Im Test bei NBC: Best of März 2011

J. Simon Leitner, 12.04.2011

Simply the best. Nahezu alle Notebook-Geräteklassen wurden von uns im vergangenen März mit zahlreichen Testberichten beschickt. Unser Favorit bei den Subnotebooks oder in der Multimedia-Klasse? Die Top-Geräte aller Kategorien hier nochmals übersichtlich für Sie zusammengefasst.

Insgesamt 23 verschiedene Notebook-Modelle mussten sich vergangenes Monat vor den kritischen Augen unserer Redakteure beweisen.
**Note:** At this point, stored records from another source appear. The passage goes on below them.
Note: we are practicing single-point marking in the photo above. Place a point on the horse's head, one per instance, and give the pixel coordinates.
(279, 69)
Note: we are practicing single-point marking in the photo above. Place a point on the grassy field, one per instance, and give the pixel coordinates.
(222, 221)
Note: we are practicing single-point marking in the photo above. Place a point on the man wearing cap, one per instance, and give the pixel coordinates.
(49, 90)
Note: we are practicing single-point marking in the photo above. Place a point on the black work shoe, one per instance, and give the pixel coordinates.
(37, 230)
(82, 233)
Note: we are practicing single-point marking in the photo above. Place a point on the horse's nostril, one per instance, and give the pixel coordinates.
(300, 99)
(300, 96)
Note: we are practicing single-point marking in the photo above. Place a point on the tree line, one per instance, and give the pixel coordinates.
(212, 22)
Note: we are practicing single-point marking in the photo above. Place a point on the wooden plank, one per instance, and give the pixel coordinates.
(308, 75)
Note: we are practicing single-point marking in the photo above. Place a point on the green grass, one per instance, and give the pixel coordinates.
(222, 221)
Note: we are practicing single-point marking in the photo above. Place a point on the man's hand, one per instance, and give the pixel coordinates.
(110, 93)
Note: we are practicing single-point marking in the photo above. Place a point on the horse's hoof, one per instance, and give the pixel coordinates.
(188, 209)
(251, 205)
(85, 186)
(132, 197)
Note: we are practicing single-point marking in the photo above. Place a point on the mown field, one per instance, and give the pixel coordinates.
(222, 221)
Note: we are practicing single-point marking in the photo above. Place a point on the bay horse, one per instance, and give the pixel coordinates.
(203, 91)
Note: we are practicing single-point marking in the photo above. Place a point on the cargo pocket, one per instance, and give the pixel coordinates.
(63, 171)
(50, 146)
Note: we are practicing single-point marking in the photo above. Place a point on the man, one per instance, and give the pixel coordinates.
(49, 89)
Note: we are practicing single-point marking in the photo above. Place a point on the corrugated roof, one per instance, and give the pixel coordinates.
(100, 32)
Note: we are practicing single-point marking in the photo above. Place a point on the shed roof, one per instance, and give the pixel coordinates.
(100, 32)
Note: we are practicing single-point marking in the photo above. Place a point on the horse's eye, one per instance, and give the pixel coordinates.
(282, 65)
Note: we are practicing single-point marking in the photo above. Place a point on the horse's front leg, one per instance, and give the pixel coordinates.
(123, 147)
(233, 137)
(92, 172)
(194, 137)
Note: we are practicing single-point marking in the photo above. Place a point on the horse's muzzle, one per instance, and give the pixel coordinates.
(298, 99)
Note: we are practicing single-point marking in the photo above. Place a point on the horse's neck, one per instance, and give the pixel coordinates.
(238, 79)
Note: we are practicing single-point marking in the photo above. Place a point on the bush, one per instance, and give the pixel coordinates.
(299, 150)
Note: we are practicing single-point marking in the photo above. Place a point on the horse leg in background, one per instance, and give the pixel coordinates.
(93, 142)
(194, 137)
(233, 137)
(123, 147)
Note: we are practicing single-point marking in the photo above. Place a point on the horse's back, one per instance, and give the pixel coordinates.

Mit dabei etwa die neuen Apple MacBook Pro Laptops in den unterschiedlichsten Größen und damit auch in gleich drei Kategorien vertreten. Nach den Wirren Anfang dieses Jahres werden die neuen Intel Sandy Bridge Prozessoren schön langsam zum Standard und erfreuen die User mit einer gelungenen Balance zwischen hohen Leistungsreserven und Energieeffizienz. Nichts desto trotz beobachten wir auch leichten Aufwind für AMD, die insgesamt doch einige Fusion-Notebooks im Testfeld platzieren konnten.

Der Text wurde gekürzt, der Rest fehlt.